Врата мира, в котором до сих пор жил Скиталец, закрывались за ним навсегда, но он этого не знал. На севере, там, откуда он плыл, сияло голубое небо, радовались солнцу острова, поднимались к облакам горы любимой Греции, белели храмы родных богов. А впереди, на юге, куда он держал путь, всё закрывала тьма и была земля, еще более черная, чем сам мрак. Впереди были приключения, каких не придумать и самым вдохновенным певцам-сказителям, война между народами, война между богами – истинными и самозваными, последнее объятие любви, любовь-ловушка и истинная любовь.
Предчувствуя, какие опасности ждут его впереди, Скиталец ощутил искушение развернуть корабль и плыть обратно, туда, где светит солнце. Однако он был не из тех, кто отступает, уж если взялся за плуг, не выпустит его из рук, пока не вспашет всё поле, а ступив на дорогу, не сойдет с нее, пока не пройдет весь путь до конца, и уж тем более сейчас он понимал, что его путь предначертан свыше. И потому он привязал к кормилу веревку и ощупью добрался до палубы, где стоял алтарь божков-карликов, на котором все еще тлели остатки жертвоприношения. Здесь он расщепил своим мечом несколько сломанных стрел и древки пик на тонкие лучинки, положил их в медную жаровню и зажег снизу от тлеющих курений. Щепки скоро разгорелись, и огонь осветил полуденную ночь, заиграл на лицах мертвых сидонцев, которые перекатывались по палубе с борта на борт, потому что корабль то взлетал на гребень волны, то скатывался вниз, засверкал оранжевым пламенем на золотых доспехах Скитальца.
Никогда еще не доводилось ему совершать такого странного путешествия, он плыл один, в обществе мертвецов, плыл в бескрайнюю, беспросветную черноту, в страну, о которой ничего не знал.

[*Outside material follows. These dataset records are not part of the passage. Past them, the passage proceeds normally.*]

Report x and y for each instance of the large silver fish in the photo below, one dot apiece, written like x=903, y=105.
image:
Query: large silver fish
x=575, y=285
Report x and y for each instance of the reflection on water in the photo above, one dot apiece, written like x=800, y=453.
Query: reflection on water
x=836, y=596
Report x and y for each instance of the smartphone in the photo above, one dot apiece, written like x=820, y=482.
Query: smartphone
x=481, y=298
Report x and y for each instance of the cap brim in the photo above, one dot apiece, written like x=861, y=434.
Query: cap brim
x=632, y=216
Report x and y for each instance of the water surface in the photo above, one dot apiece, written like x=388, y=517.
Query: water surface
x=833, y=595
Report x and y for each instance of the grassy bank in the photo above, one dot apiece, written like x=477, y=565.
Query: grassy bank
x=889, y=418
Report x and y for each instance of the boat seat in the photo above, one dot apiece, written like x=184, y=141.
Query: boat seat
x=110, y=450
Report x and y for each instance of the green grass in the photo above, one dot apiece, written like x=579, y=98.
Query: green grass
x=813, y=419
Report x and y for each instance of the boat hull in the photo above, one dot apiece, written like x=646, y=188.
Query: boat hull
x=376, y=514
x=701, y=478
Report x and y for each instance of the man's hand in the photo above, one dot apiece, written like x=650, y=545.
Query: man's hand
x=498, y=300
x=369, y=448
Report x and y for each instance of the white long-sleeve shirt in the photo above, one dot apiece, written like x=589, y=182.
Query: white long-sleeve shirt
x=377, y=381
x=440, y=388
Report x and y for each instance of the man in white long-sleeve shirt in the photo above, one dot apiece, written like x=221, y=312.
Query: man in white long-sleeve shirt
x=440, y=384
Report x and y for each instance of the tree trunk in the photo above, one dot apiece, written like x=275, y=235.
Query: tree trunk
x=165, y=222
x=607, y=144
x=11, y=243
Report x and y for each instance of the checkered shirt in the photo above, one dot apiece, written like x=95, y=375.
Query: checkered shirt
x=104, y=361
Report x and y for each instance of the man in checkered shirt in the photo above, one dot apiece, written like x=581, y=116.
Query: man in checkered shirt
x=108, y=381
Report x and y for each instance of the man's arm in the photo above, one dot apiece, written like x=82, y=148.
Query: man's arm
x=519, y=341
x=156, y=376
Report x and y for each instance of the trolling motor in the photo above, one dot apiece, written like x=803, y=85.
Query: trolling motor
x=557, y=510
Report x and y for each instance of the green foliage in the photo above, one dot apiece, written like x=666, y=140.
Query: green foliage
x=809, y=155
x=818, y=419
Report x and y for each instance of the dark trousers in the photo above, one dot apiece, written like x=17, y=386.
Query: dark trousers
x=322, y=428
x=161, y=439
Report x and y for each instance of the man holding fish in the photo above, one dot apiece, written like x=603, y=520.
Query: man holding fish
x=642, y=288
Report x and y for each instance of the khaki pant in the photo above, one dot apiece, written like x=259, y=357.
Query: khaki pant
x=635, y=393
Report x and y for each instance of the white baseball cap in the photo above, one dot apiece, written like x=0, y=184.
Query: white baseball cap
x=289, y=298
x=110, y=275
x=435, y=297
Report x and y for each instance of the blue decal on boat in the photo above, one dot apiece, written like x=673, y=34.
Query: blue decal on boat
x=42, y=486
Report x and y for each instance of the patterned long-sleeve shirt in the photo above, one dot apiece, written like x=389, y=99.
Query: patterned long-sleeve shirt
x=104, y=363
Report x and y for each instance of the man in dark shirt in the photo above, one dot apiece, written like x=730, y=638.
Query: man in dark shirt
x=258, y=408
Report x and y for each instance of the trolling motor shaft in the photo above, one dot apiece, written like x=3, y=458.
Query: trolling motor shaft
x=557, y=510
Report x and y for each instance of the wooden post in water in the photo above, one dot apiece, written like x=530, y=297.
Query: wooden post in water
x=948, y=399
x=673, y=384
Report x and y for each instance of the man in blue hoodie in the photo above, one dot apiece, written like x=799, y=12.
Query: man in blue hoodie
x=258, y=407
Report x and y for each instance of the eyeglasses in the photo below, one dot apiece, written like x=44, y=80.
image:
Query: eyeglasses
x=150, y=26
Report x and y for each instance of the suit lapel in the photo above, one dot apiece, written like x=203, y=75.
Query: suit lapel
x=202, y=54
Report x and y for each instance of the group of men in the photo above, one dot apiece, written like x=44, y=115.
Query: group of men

На корабль то и дело налетали странные порывы ветра. Ветер вдруг яростно обрушивался и так же неожиданно стихал, тут же налетал с другой стороны, сзади, спереди и мчался прочь, гоня судно по волнам. Скиталец не знал, плывет ли он на юг или на север, не знал, сколько прошло времени, потому что солнца не было. Его окружала безрассветная ночь. И все же душа его ликовала, он снова чувствовал себя молодым, прошлые горести были забыты – такой могучей силой обладал напиток богини и такое упоение он испытал, сражаясь с сидонцами.
– Преисполнись мужеством, сердце! – воскликнул он, как часто восклицал в былые времена. – Случались приключения и пострашнее.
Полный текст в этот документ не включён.